428127 GSK Design Space Verification Lab Pilot Project

Monday, November 9, 2015: 4:12 PM
Ballroom D (Salt Palace Convention Center)
Robert E. Yule, Particle Science, Engineering and Devices, GSK, King of Prussia, PA

Design Space Verification Lab Pilot Project

This presentation describes the implementation of a Design Space Verification (DSV) lab for GSK drug substance process development and the key learning outcomes.  The DSV Lab is a pilot-scale project to develop and deploy reaction and crystallization platforms at lab and intermediate scale that enable faster, more efficient scale-up verification.  The DSV Lab includes proven monitoring and control technology.  This hardware is connected to an advanced informatics system that aggregates process, PAT and off-line data into a single comprehensive database.  Finally, a variety of modeling tools are provided that efficiently access the database to compare experiments run at lab and intermediate scale

QbD-based process development heavily relies on generating large amounts of data.  The time required to manage this data is typically greater than that required for analysis, making process development less efficient.  The DSV lab improved the efficiency of managing large data sets by collecting, integrating, and syncing data from multiple sources i.e. spectroscopic, process, images, soft sensors into a single repository using an open data format.  Similarly, advanced analytical and visualization tools were built into the DSV platform to improve the efficiency of data extraction and analysis by Chemists, Engineers, Particle Scientist and Modelers.    

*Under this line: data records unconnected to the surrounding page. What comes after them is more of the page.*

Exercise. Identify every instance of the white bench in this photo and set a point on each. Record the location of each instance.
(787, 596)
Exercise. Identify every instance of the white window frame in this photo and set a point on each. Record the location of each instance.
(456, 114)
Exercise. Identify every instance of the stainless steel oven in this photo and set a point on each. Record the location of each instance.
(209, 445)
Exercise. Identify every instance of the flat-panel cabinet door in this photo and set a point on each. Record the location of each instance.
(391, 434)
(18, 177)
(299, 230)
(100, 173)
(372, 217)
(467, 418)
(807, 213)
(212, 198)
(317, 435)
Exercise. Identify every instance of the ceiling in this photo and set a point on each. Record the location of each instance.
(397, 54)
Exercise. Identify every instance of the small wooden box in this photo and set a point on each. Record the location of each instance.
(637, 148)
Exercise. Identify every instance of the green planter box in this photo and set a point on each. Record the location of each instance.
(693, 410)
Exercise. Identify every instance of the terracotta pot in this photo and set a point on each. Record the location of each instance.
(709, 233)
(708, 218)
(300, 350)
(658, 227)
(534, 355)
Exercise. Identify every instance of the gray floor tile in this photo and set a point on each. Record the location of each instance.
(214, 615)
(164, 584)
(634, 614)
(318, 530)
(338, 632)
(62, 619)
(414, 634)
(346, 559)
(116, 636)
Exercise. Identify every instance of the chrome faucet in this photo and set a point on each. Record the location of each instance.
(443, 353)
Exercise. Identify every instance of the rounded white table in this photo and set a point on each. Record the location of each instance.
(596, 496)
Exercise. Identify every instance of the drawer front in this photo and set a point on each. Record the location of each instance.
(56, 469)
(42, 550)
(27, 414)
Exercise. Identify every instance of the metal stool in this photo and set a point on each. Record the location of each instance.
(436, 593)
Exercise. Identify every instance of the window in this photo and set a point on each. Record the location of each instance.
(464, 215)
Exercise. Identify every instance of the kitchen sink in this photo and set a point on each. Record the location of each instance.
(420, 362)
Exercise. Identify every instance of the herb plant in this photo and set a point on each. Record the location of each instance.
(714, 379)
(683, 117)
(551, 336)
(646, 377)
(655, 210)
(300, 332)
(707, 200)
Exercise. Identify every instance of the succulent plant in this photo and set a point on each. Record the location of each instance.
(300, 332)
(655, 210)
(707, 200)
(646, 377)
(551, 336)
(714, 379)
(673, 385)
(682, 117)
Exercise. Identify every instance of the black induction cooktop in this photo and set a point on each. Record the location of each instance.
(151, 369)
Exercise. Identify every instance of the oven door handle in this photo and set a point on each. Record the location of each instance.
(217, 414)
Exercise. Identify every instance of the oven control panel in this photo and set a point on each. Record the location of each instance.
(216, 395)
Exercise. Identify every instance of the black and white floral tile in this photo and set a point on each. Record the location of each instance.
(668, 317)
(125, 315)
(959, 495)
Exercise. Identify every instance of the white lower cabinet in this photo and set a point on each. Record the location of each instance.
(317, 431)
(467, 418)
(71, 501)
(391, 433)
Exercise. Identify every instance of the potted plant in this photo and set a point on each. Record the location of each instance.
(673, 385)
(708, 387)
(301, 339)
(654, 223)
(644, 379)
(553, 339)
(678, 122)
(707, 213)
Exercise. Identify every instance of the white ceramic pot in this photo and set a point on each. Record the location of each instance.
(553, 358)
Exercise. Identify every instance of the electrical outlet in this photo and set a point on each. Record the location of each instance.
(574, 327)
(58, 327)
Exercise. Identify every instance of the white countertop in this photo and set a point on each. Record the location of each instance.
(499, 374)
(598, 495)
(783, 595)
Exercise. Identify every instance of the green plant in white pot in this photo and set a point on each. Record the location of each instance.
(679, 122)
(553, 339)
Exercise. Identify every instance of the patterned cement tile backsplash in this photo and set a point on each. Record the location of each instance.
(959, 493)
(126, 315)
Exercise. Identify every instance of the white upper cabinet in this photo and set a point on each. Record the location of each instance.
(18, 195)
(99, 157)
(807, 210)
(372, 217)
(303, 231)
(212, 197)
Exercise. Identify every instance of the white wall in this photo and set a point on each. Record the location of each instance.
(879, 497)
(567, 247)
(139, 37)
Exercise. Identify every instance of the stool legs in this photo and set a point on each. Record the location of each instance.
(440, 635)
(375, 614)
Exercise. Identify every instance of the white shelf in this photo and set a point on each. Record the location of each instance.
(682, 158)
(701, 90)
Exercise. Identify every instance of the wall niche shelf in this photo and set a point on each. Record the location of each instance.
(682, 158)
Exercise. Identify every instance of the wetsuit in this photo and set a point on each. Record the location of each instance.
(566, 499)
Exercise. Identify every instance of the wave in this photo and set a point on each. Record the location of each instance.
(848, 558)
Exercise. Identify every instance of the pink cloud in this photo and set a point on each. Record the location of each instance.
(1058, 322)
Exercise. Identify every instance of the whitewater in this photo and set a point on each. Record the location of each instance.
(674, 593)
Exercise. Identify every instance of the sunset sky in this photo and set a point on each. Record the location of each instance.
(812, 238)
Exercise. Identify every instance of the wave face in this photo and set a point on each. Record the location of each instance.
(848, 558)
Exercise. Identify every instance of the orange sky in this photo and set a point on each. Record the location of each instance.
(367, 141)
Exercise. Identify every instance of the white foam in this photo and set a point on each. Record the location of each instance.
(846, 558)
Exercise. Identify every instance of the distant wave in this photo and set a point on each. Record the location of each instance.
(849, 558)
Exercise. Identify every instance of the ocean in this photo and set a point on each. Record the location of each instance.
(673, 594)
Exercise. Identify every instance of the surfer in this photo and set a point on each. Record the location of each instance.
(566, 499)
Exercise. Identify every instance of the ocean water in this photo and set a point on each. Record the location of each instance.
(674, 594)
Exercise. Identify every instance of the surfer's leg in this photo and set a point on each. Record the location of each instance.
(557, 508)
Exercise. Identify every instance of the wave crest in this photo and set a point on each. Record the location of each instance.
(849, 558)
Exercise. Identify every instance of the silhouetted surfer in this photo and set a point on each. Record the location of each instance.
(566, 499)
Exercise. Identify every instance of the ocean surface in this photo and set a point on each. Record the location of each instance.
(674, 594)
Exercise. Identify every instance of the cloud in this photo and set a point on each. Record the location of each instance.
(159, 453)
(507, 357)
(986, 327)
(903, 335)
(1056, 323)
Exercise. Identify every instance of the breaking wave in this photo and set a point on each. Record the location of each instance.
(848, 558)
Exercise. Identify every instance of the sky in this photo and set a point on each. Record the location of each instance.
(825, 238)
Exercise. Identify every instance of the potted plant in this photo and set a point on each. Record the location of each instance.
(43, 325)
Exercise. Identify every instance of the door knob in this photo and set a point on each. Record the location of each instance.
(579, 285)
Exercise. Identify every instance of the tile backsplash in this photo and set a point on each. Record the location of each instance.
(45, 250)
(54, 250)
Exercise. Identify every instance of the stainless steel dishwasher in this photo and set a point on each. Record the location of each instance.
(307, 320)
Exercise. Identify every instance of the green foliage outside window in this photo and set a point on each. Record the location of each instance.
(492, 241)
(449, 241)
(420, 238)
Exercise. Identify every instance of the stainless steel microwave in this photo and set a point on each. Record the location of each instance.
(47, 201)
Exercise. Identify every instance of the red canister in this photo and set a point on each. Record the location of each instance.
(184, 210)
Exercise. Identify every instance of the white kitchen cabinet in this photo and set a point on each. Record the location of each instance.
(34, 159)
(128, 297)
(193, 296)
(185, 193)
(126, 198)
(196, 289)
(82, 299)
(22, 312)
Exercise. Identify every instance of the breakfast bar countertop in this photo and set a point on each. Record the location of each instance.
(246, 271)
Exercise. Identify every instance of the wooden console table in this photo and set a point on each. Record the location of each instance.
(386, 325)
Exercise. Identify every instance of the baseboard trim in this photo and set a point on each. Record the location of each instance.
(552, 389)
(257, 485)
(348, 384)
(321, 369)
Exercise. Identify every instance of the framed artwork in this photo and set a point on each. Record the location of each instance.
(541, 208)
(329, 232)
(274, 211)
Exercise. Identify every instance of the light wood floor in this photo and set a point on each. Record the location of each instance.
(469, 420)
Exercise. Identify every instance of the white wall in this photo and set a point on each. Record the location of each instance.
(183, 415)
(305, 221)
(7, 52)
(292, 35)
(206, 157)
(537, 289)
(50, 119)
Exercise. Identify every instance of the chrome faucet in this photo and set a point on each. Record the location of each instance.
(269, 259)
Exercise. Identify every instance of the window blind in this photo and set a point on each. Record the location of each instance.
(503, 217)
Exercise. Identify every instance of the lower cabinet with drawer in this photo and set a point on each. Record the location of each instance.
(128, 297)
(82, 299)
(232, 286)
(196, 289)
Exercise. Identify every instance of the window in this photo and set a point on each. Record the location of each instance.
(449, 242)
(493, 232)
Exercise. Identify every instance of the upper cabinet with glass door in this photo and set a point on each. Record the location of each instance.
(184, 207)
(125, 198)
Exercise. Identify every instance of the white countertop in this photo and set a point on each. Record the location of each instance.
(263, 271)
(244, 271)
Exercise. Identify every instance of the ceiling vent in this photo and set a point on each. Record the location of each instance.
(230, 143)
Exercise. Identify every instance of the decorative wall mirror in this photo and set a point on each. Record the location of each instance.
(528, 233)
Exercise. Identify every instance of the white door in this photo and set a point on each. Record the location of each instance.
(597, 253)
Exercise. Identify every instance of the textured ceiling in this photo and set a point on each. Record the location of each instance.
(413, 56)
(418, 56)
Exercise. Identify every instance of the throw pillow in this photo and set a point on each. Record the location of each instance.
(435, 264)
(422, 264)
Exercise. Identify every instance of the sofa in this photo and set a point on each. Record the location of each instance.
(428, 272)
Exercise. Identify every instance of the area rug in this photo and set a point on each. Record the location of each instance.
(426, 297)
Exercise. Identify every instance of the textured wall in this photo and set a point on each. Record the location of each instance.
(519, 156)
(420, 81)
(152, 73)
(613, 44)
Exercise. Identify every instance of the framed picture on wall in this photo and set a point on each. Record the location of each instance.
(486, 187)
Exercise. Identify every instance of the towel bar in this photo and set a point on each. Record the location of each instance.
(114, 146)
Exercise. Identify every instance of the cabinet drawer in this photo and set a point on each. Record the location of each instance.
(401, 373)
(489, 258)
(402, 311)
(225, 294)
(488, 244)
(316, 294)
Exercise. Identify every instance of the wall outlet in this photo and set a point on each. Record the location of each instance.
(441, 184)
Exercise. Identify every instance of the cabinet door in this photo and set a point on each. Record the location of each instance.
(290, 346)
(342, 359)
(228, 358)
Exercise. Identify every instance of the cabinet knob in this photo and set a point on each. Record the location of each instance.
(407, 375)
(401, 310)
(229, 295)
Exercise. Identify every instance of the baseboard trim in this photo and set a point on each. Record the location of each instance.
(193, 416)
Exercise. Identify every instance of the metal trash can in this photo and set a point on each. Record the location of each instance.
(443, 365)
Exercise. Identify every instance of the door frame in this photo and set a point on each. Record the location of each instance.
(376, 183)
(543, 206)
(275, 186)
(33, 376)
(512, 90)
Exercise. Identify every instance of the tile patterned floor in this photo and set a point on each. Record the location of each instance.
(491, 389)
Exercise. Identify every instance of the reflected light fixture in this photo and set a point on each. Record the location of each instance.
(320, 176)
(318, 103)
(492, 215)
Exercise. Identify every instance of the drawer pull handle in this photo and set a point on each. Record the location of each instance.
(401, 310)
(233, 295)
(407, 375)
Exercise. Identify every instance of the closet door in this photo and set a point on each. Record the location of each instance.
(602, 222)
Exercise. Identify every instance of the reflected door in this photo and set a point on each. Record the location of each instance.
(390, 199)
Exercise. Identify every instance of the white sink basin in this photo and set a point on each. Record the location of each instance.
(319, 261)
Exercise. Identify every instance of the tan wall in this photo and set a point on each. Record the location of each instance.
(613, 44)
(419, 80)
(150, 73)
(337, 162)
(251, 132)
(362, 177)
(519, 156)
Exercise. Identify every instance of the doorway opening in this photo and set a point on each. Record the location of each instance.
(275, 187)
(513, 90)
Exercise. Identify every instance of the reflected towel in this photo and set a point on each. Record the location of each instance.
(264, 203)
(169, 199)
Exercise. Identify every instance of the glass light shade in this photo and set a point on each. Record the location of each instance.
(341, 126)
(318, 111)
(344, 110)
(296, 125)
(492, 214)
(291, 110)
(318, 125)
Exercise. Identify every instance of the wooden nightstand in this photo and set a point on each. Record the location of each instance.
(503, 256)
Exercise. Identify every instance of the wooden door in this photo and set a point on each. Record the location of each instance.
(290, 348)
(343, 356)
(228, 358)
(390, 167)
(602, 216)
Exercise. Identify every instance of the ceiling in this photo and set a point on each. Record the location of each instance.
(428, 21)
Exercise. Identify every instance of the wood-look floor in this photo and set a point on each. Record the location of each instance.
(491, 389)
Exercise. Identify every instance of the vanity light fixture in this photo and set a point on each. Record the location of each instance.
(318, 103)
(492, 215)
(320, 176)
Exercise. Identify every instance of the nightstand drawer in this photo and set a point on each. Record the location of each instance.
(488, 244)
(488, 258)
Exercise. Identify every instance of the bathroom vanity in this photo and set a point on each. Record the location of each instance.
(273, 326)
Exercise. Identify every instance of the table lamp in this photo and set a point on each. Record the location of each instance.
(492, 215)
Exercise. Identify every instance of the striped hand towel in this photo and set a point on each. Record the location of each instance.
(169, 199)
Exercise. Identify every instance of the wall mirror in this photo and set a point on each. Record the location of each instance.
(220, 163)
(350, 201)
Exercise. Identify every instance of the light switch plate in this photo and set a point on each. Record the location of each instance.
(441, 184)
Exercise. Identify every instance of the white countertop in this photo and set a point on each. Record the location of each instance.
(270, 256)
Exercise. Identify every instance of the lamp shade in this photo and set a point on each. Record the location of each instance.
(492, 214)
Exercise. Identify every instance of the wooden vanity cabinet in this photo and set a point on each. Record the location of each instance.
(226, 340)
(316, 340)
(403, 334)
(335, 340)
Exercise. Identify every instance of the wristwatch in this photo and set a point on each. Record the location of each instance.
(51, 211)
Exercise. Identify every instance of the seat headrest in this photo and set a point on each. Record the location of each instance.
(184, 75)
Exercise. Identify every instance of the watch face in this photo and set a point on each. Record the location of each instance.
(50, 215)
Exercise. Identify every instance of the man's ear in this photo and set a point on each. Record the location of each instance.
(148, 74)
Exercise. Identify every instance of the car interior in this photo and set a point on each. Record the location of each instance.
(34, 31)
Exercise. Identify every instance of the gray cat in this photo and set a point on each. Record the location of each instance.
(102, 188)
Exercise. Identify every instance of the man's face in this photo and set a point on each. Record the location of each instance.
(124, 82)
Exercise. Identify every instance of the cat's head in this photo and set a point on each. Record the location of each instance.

Scalability Risk Assessment (SRA) is an integral part of process development with respect to late phase projects.  GSK is continually looking for better ways to assess scale-up risk.  Furthermore, the ability to extrapolate Design Spaces identified at lab scale to plant scale has been questioned by regulatory authorities in recent filings, sometimes leading to a need to do extensive verification protocols at manufacturing scale.  The DSV platform and the data sources were assembled across lab (1L) and intermediate-scale reactors (16 L) which can be utilized to mitigate risks identified in SRAs by verifying scaled-up process predictions.  Experiments were conducted at two scales to compare and predict the scale-up of empirical and mechanistic process models, utilizing statistical and chemometrics analysis to gauge the accuracy of these predictions. 

Ultimately, GSK aims at sharing the progresses made with respect to scale-up verifications and lab informatics amongst pharmaceutical manufacturers and regulators.  The DSV project is expected to further the discussions related to data standards (S88) and open data formats, as proposed by Allotrope.  The DSV lab is proposed as a scale-up verification tool to efficiently and accurately address regulatory scale-up concerns.